Under the “default” rules of most limited liability company laws, including California’s Revised Uniform Limited Liability Company Act, LLC managers owe fiduciary duties to the LLC and its members. Those default fiduciary duties include the duties of care, loyalty, and good faith and fair dealing.
While those duties can be modified and limited by agreement, liability for bad faith conduct cannot be completely eliminated. That is true even in Delaware, a jurisdiction known as “manager-friendly.”
LLC operating agreements often contain provisions attempting to limit fiduciary duties as much as possible. Noteworthy examples include specifying that the manager has “sole discretion” as to decision-making or can engage in competing business activities. (See prior LLC Jungle post: Does an LLC Manager’s “Sole Discretion” Eliminate the Implied Covenant of Good Faith and Fair Dealing?)
Do these types of provisions insulate a manager from liability for “bad faith” conduct?
Two recent opinions from Delaware’s Court of Chancery illustrate that bad faith conduct is never excused, even if the operating agreement is as “manager-friendly” as possible. While these opinions are unpublished and from Delaware, they provide useful guideposts as to how a California court would rule under similar facts.

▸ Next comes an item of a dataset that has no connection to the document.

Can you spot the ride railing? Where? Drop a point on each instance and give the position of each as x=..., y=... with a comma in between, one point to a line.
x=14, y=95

MKE Holdings Ltd v. Schwartz — “sole discretion” does not mean “bad faith is OK”
In the MKE Holdings case, the LLC was formed to sell agricultural products, such as fertilizers and pesticides, the rights to which it planned to obtain through a series of acquisitions of established companies with “proprietary specialty plant health technologies.” The plaintiff LLC members alleged that the managers solicited additional member equity investments for a bogus acquisition.
The LLC’s operating agreement gave the managers “full and exclusive discretion” as to all decision-making, waived fiduciary duties “to the fullest extent permitted,” waived conflicts of interest, and allowed the managers to act in their own self-interest.
The plaintiff LLC members alleged that the managers breached their duties by soliciting member contributions used to fund a $313.5 million acquisition of another company. The acquired company had declining financial metrics grossly out of line with the purchase price, and that ugly financial data was not disclosed to the members before the acquisition. The members alleged that the managers solicited their equity investments so the managers could earn large transaction fees and management service fees.
The managers attempted to dismiss all of the claims based on the “sole discretion” and other duty-limiting provisions of the operating agreement. The court rejected the motion as to several key claims, stating that “good faith” was “the standard by which these Defendants’ actions must be measured.” The court held that the members’ complaint stated valid claims against the managers and could proceed beyond the pleading stage.
Skye Mineral Investors, LLC v. SCS Capital Ltd. — allowing pursuit of “other opportunities” does not excuse bad faith
In the Skye Mineral case, one group of LLC members alleged that the managers and other members orchestrated a scheme to wrongfully divest the LLC of its lone asset (a wholly-owned subsidiary with valuable mineral deposit rights) by driving the subsidiary into bankruptcy and then separately buying its assets at a steep discount at a bankruptcy auction sale. The plaintiff members alleged that the scheme worked, and their substantial investments in the LLC were effectively looted.
The LLC operating agreement stated that each manager could “engage in whatever activities such Manager or its Affiliates may choose, without having or incurring any obligation to offer any such interest in such activities to the Company or to the Members.”
According to the complaint filed by the plaintiff LLC members, one of the LLC’s managers learned — but failed to disclose to the members — that the mineral deposits owned by the LLC’s subsidiary asset were “world class” and worth at least $600 million. Armed with that knowledge, the manager implemented a scheme with some of the members to saddle the LLC with unsustainable debt, and then (according to an email written by the manager) “sit back and hold our position and when this collapses we have the first lien and can buy it out of bankruptcy very cheap.”
The court denied the manager’s motion to dismiss the claims, holding that the plaintiffs stated a valid claim for breach of fiduciary duty.
While LLC operating agreements can restrict the fiduciary duties owed by LLC managers, conduct wreaking of bad faith usually finds a pathway to liability.